Maya del Mar's Daykeeper Journal: Astrology, Consciousness and Transformation
Andromeda Galaxy by Dave Rowe (
Photo by Dave Rowe

A U G U S T  2 0 0 2   S K Y W A T C H

Perseid Meteor Showers
by Maya del Mar

One of the major sky events of every August is the Perseid meteor shower, which peaks around August 12, this year at 6 p.m. EDT on August 12. This is perfect for the eastern hemisphere, but on the other hand the west gets two chances to see a pretty good shower, once before dawn on Monday morning, August 12, and again into late evening and overnight into Tuesday, August 13.

The Perseid meteor shower occurs as Earth moves through the debris of Comet Swift-Tuttle, which last visited the inner solar system in 1992.

The time to begin watching is after midnight, when Perseus begins to rise in the East. By sunrise Perseus is above us, and just before dawn we can see the meteors' radiant streaming towards us from on high. During these early morning hours we may see 10-50 streaks per hour crossing the sky. Viewing will be particularly good this year because there will be no moonlight brightening the sky.

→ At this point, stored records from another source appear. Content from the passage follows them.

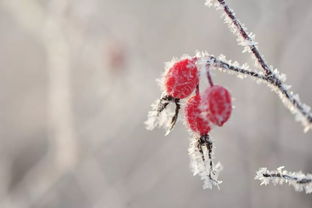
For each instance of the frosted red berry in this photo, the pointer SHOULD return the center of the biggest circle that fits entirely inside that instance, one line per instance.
(194, 116)
(181, 79)
(217, 102)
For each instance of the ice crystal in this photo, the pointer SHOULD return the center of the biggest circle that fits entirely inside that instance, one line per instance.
(201, 167)
(156, 119)
(300, 181)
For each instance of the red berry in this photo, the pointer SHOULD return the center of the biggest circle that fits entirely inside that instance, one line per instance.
(194, 116)
(181, 79)
(217, 101)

While we’re out meteor-watching, we may also see Saturn rise in the early morning hours. By month’s end, it rises within an hour of midnight. Jupiter rises three hours after Saturn, and by late August we can see it in the dark morning skies.

Brilliant Venus is still the jewel of the evening sky. Shortly after sunset on August 11, catch the lovely sight of the delicate new crescent moon near Venus. Venus is approaching the bright bluish star, Spica, in Virgo, and by month’s end they lie very close together.

If you think the moon appears smaller at some times than others, you’re right. The moon’s distance from earth varies. Apogee (farthest from earth) and perigee (closest to earth) are most noticeable when they occur with the full moon. This year apogee coincides with the full moons of August and September. See if you can notice a smaller full moon this month.